Expectations of your business will literally shape the whole consumer experience for your customers. This is nothing new. In my post, “Social Media – It’s a Moral Imperative” I wrote about how a movie’s marketing campaign painted an unrealistic expectation of being a comedy – and then delivered scenes of horrific violence and very little “humor”.
The same is true of your business. Marketing sets expectations. If you deliver on the promises – if expectations are met – then consumers will be satisfied. Fail to deliver – and consumers will complain.
While this is nothing new – what is new is that we’re living in a world where communication is lightning fast and ridiculously easy thanks to social media. This creates a world where your consumer’s unmet expectations (realistic or not) can mean an avalanche of negative online reviews .
Setting realistic expectations of your products and services is essential to your business survival.
I’m seeing a worrisome trend – one which is not only being recommended by various “gurus” but also being practiced by business owners who obviously are not aware of the danger involved.
Many businesses – big and small – are engaging in creating their own “reviews” for their business. One popular info product recommends this course of action – especially if customers aren’t online actively participating in online reviews. This popular resource recommends that SEO professionals and business owners go out and actively create the reviews they “know their business deserves” by leaving reviews under pseudonyms.
Here’s the hidden danger with this troubling trend.
Let’s say you’re a physician concerned about your online reputation. You hire someone to create 5 star reviews for your practice. Those fictitious reviews are prominently displayed in your local search listing.
Your multiple reviews make your local search listing tops with Google maps and this begins bringing new patients to your office. These patients are expecting 5 star service because – after all – that’s what it looks like others have been saying about your medical practice. They’re expecting short waits in the waiting room, they’re expecting considerate, competent staff – they’re expecting the doctor to have a great bedside manner – but when they arrive – that’s not what they get.
Perhaps a “real” review of your office wouldn’t have given your practice five stars on every options. Perhaps a real patient would have rated your office wait time as “moderate” – but real patients didn’t write those reviews so the new patients who came to your office – expecting a brief stay in the waiting room are now fuming as the minutes tick by and they still haven’t been seen.
Trust me when I tell you…
The online review of the consumer who has been disappointed will be far worse than the authentic review of a dissatisfied consumer.

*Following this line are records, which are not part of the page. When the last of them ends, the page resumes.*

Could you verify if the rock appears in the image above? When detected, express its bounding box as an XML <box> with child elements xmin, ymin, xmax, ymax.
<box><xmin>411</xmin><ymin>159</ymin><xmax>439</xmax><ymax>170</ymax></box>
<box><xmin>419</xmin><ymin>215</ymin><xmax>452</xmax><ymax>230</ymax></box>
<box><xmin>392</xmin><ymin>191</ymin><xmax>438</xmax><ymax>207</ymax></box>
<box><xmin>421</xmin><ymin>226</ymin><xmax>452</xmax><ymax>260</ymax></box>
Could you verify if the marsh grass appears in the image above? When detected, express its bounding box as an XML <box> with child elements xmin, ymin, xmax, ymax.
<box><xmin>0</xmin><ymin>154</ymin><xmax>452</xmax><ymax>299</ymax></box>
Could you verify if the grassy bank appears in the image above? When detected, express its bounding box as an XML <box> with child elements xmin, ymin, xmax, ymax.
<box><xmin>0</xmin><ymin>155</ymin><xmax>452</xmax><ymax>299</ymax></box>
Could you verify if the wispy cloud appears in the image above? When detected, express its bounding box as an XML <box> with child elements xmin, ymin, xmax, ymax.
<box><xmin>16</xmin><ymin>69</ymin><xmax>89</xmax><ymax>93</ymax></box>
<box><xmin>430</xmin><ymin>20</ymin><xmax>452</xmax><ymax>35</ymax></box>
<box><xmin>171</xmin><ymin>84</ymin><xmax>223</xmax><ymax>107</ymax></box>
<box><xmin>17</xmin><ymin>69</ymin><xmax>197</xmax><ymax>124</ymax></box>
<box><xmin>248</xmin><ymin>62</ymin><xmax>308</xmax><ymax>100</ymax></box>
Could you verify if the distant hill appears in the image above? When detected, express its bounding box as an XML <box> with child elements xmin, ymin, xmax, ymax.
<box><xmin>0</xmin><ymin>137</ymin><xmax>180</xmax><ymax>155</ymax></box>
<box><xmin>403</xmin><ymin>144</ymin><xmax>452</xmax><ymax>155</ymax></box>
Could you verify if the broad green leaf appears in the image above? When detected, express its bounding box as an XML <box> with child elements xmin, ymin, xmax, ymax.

I’ve observed what seems to be a bit of “social justice” happening on these social media review sites. It seems that when real consumers encounter exaggerated claims of service and satisfaction – they seem to be motivated to respond. While my personal evaluation of a particular business may have been a 3 out of five – I’ve seen time and time a glowing 5 star -obviously fictional- review followed by a scathing 1 star review. Was the 1 star review accurate? Probably not – but it seems to frequently be issued in response to an undeserved 5 star review.
The worst part about the glowing – but fictitious – 5 star review is that it unnecessarily sets unrealistic expectations for your product or service. While a 3 or even 4 out of 5 star authentic review my not be a huge boost to your ego – it is authentic and not only can it serve as useful consumer feedback but it also sets a more realistic set of expectations for your product or services. This more realistic set of expectations means higher levels of consumer satisfaction which leads to positive online reviews.
After all – authentic online reviews on only a reflection of what is being said about your business in other areas – not only other online sites but offline as well.